April 13, 2012

Texas Court of Appeals

Ex parte Rodriguez – 7th COA

No. 07-11-0384-CR : 4/3/12

Issue:

Did the trial court properly deny a pretrial writ of habeas corpus alleging a violation of double jeopardy where, previously, a mistrial had been granted due to the State’s delayed disclosure of photographic evidence obtained by a sexual assault nurse examiner (SANE)?

Holding:

Yes, the decision to declare a mistrial, even if “improvidently quick” was manifestly necessary. Where a trial judge faces the options of either 1) excluding the photographs and thereby creating a potential ineffective assistance of counsel claim or 2) continuing the proceedings for an indeterminate but lengthy period of time, the decision is within the zone of reasonable disagreement.
Read Opinion 

Commentary:

This is a very thorough and well-researched decision that discusses the facts in good detail. But I would be careful in relying upon it until the Court of Criminal Appeals has had a chance to review it. Granting of a mistrial because of the delayed disclosure of only potentially exculpatory evidence seems, on its face, to be an extreme remedy. And the photographs may have in fact been largely inculpatory. This case was obviously litigated well on appeal, and this decision is definitely one you should read if you are faced with a double jeopardy claim after the trial court’s granting of a mistrial.
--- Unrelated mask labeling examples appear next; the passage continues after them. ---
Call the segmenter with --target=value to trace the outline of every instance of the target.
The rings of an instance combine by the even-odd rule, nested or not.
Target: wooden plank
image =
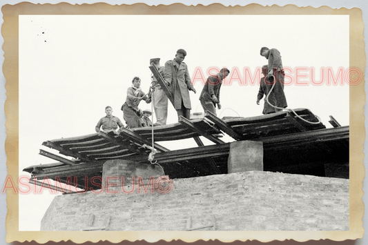
[[[43,143],[42,143],[43,146],[47,146],[48,148],[57,150],[59,150],[59,153],[62,155],[65,155],[66,156],[69,157],[73,157],[75,158],[78,158],[79,159],[81,160],[82,161],[90,161],[93,159],[90,157],[84,155],[82,154],[79,154],[78,153],[75,152],[74,150],[70,150],[69,149],[65,149],[61,146],[59,146],[58,144],[52,142],[50,141],[47,141]]]
[[[61,138],[57,139],[50,140],[53,143],[57,144],[59,145],[62,145],[64,144],[75,144],[75,143],[82,143],[86,141],[90,141],[93,140],[98,140],[99,138],[97,133],[93,133],[87,135],[68,137],[68,138]]]
[[[132,141],[135,142],[139,145],[144,145],[146,144],[147,146],[151,146],[151,142],[150,142],[148,140],[144,139],[141,135],[138,135],[137,133],[133,132],[127,128],[123,128],[122,129],[122,132],[120,132],[120,134],[119,135],[119,137],[122,137],[124,139],[124,137],[129,138]],[[169,150],[164,148],[164,146],[162,146],[159,145],[158,144],[155,143],[155,148],[156,150],[158,150],[160,152],[164,152],[164,151],[168,151]]]
[[[204,144],[203,144],[203,142],[202,141],[201,139],[200,139],[199,137],[193,137],[193,139],[195,141],[195,142],[197,143],[197,144],[198,145],[198,146],[200,146],[200,147],[204,146]],[[213,161],[212,157],[207,157],[207,158],[206,158],[206,160],[207,161],[207,162],[210,165],[210,168],[213,170],[213,172],[215,174],[219,175],[219,174],[221,173],[221,172],[220,171],[220,170],[218,169],[218,168],[217,168],[217,166],[216,165],[216,163],[215,162],[215,161]]]
[[[48,184],[43,183],[43,182],[39,182],[39,181],[37,181],[37,180],[35,180],[35,179],[30,179],[29,183],[35,184],[35,185],[37,185],[37,186],[42,186],[42,187],[44,187],[44,188],[48,188],[49,189],[52,189],[52,190],[54,190],[59,191],[59,192],[61,192],[62,193],[76,193],[76,192],[75,192],[75,191],[66,192],[64,189],[61,188],[59,186],[49,185]]]
[[[101,149],[102,148],[111,147],[115,145],[115,144],[113,144],[111,142],[104,142],[102,144],[88,146],[73,146],[72,147],[70,147],[69,149],[71,150],[75,150],[77,152],[82,152],[84,150],[93,150]]]
[[[211,141],[215,144],[225,143],[221,139],[216,138],[215,136],[210,135],[207,133],[206,132],[202,131],[200,128],[198,128],[193,124],[192,124],[190,120],[188,120],[186,118],[182,116],[179,116],[179,122],[183,124],[184,126],[188,127],[188,128],[191,128],[194,132],[197,132],[198,134],[209,139],[209,140],[211,140]]]
[[[213,124],[215,124],[215,126],[220,128],[220,130],[232,137],[233,139],[236,140],[242,139],[242,135],[234,131],[234,130],[229,125],[216,117],[211,112],[208,111],[204,117],[211,121]]]
[[[195,147],[188,149],[170,150],[165,153],[159,153],[155,155],[155,160],[159,163],[170,163],[191,159],[215,157],[229,155],[230,143]],[[132,157],[130,160],[145,162],[147,159],[142,156]]]
[[[305,132],[307,131],[307,128],[305,128],[304,126],[303,126],[302,124],[299,123],[299,121],[296,121],[296,119],[294,117],[293,115],[291,115],[289,112],[287,112],[287,115],[285,116],[285,118],[293,125],[294,125],[296,128],[298,128],[300,131]]]
[[[349,139],[349,126],[332,128],[324,128],[289,135],[278,135],[270,137],[255,139],[254,141],[262,141],[263,145],[269,144],[288,144],[293,141],[308,140],[309,141],[331,141],[341,139]]]
[[[341,127],[341,125],[338,123],[338,121],[336,121],[336,119],[333,117],[329,116],[329,119],[330,120],[329,121],[329,122],[331,125],[332,125],[332,126],[333,126],[333,128]]]
[[[123,148],[126,148],[127,150],[129,150],[130,151],[133,153],[136,153],[137,154],[144,154],[144,153],[138,149],[138,147],[137,147],[135,145],[130,145],[129,142],[124,142],[122,141],[122,138],[119,137],[120,141],[118,141],[117,139],[109,134],[107,134],[104,132],[99,132],[99,136],[103,137],[104,139],[106,139],[107,141],[114,144],[115,146],[120,146]]]
[[[64,164],[68,164],[68,165],[74,165],[75,163],[72,161],[70,161],[69,159],[67,159],[66,158],[61,157],[60,156],[58,156],[57,155],[52,154],[51,153],[49,153],[44,150],[39,149],[39,155],[43,155],[44,157],[50,158],[54,160],[57,160],[59,161],[61,161]]]
[[[199,137],[196,136],[193,137],[193,138],[194,139],[194,141],[195,141],[195,143],[197,143],[197,145],[198,145],[198,146],[204,146],[204,144]]]
[[[106,141],[103,138],[99,138],[97,139],[88,140],[81,142],[71,142],[71,143],[63,143],[59,144],[63,147],[68,147],[69,148],[73,147],[84,147],[84,146],[97,146],[99,144],[106,143]]]
[[[164,79],[164,77],[159,74],[159,72],[157,70],[157,68],[151,63],[151,66],[149,67],[151,72],[153,74],[155,77],[156,78],[156,80],[157,80],[158,84],[161,86],[161,88],[164,90],[164,92],[165,92],[165,94],[166,94],[167,97],[168,98],[168,100],[170,100],[170,102],[174,105],[174,97],[173,97],[173,95],[171,94],[171,91],[168,89],[168,87],[167,86],[166,84],[165,83],[165,80]]]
Crippen v. State – 11th COA

No. 11-11-00138-CR : 4/5/12

Issue:

Did the trial court wrongly deny a defendant charged with aggravated assault of a child by digital penetration an instruction of injury to a child?

Holding:

No. Although the child here did suffer bodily injury, injury to a child requires an additional element of bodily or mental injury, and evidence of penetration does not constitute proof of bodily injury. Additionally, the State was not required to prove an injury, and the offense of injury to a child cannot be proven by the same facts necessary to prove aggravated sexual assault of a child younger than 14 years. Also, injury to a child is not the lesser-included offense of aggravated sexual assault of a child on any other grounds under CCP art. 37.09.
Read Opinion 

Commentary:

This is a short decision, but it is very helpful if you are confronted with an argument in a prosecution for aggravated sexual assault of a child that the defendant is entitled to an instruction on injury to a child. The court holds that the first prong of the test for an instruction is not satisfied: Injury to a child is not a lesser-included offense of aggravated sexual assault of a child. But frankly I do not believe that the second prong of the test could be satisfied either. There does not appear to be any evidence that, if the defendant was guilty, he was guilty only of injury to a child.

Rolle v. State – 14th COA

No. 14-10-01168-CR : 4/5/12

Issue:

At the guilt/innocence stage of a capital murder trial, did the trial court improperly admit one of two autopsy photographs of the deceased’s unborn baby?

Holding:

Yes, three out of the four factors considered (probity, impression, and need) favored exclusion of the photograph, but the error was harmless.
Read Opinion 

Dissent:

The admission harmed the defendant.

Commentary:

In a murder prosecution, in which your victim is a pregnant woman, you should think long and hard about introducing a photograph of the victim’s unborn child. Such evidence has caused problems in several murder cases in the past. It did not cause a reversal here only because the defendant’s punishment was automatic, and evidence of the defendant’s guilt was strong.